Oleh: Tety Kurniawati
Penulis Lepas
Seorang anak di Lebak Bulus, Cilandak, Jakarta Selatan, menusuk ayah, nenek dan ibu dengan sebilah pisau. Peristiwa ini menyebabkan ayah dan nenek tewas. Sedangkan ibu pelaku mengalami luka parah. Peristiwa pembunuhan ini terjadi pada Sabtu (30/11/2024) dini hari. Pelaku dikabarkan masih berusia 14 tahun (suara.com, 30-11-2024).

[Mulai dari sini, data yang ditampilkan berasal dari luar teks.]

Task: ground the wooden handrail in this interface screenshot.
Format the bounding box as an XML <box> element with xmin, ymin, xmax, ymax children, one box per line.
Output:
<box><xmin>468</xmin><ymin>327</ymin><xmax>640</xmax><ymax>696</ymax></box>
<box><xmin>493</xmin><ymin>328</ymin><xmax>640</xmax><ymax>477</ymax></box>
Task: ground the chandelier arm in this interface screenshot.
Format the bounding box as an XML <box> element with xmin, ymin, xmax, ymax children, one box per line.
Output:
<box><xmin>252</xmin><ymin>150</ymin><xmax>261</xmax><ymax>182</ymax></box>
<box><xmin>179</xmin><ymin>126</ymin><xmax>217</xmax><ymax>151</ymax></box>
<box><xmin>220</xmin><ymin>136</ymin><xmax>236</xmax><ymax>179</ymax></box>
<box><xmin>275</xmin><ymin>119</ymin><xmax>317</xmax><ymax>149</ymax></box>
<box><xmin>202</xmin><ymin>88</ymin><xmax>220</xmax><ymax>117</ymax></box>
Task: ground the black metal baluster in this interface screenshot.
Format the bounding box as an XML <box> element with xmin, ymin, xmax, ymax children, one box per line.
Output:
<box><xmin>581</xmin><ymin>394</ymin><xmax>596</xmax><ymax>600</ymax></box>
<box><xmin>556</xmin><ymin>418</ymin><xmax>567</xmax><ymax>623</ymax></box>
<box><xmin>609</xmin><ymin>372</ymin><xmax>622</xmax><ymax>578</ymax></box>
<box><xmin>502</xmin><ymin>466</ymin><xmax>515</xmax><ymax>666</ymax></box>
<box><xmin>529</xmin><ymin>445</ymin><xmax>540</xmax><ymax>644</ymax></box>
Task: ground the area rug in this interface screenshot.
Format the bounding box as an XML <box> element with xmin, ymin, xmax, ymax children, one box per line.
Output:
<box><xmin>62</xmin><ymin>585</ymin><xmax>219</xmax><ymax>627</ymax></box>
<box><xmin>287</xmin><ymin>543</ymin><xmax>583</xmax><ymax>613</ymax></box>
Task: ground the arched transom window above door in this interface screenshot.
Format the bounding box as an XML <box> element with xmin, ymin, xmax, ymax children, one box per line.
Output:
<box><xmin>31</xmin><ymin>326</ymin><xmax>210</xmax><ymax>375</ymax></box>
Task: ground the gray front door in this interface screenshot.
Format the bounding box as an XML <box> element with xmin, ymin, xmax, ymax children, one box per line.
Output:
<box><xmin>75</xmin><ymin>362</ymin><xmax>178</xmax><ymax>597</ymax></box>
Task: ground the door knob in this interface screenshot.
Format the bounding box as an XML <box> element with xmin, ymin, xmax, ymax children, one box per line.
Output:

Kejahatan Sadis Nan Sporadis
Pemeriksaan pihak berwenang terhadap pelaku masih berlangsung untuk mendalami motif pembunuhan. Meski demikian dari hasil pemeriksaan sementara pelaku mengaku mendapatkan "bisikan yang meresahkan" sebelum melakukan tindak kejahatannya.
Kasus anak membunuh orang tua kandung merupakan kejahatan sporadis yang jarang terjadi dalam pembunuhan pada umumnya. Sejumlah riset menunjukkan, kasus ini biasanya hanya berada pada rentang 1,7-4% dari kasus pembunuhan di dunia. Kalangan psikolog menyebut kejahatan ini sebagai parricide.
Dilansir dari Republika.co.id (02-12-2024), ada banyak alasan yang dapat menyebabkan seorang anak membunuh orang tuanya. Menurut dr Khanna, alasan yang paling umum adalah lingkungan keluarga yang penuh kekerasan. Orang tua terkadang tanpa sadar mengganggu kesejahteraan anak melalui perilaku abusive, ketidakhadiran, tekanan emosional, hingga pola asuh yang terlalu dominan dan merendahkan anak.
Sungguh miris, anak yang semestinya menjadi kebanggaan dan investasi akherat bagi kedua orang tuannya. Pada usia belianya justru melakukan tindak kekerasan pada orangtua sendiri, hingga berujung pada hilangnya nyawa. Perilaku tersebut merupakan tindak kedurhakaan yang nyata. Kejahatan sadis nan sporadis yang tak selayaknya dilakukan.
Dampak Sekulerisme
Fenomena anak durhaka dengan tindak kekerasan dan sadistisnya, menjadi bukti kentalnya sekulerisme dalam kehidupan hari ini. Tak tergambar dalam benak kita. Sebesar apa kebencian dan sakit hati yang anak rasa. Hingga tega melakukan tindakan sadis diluar batasan norma. Alih-alih menunjukkan birrul walidain sesuai perintah agama.
Kasus parricide ini tidak terjadi satu dua kali tapi muncul berulang secara sporadis. Hal ini menunjukkan bahwa fenomena yang ada merupakan persoalan Sistemis. Banyak faktor berkelindan menyebabkan fenomena ini tak jua terhentikan. Semuanya tidak terlepas dari sistem yang berlaku hari ini.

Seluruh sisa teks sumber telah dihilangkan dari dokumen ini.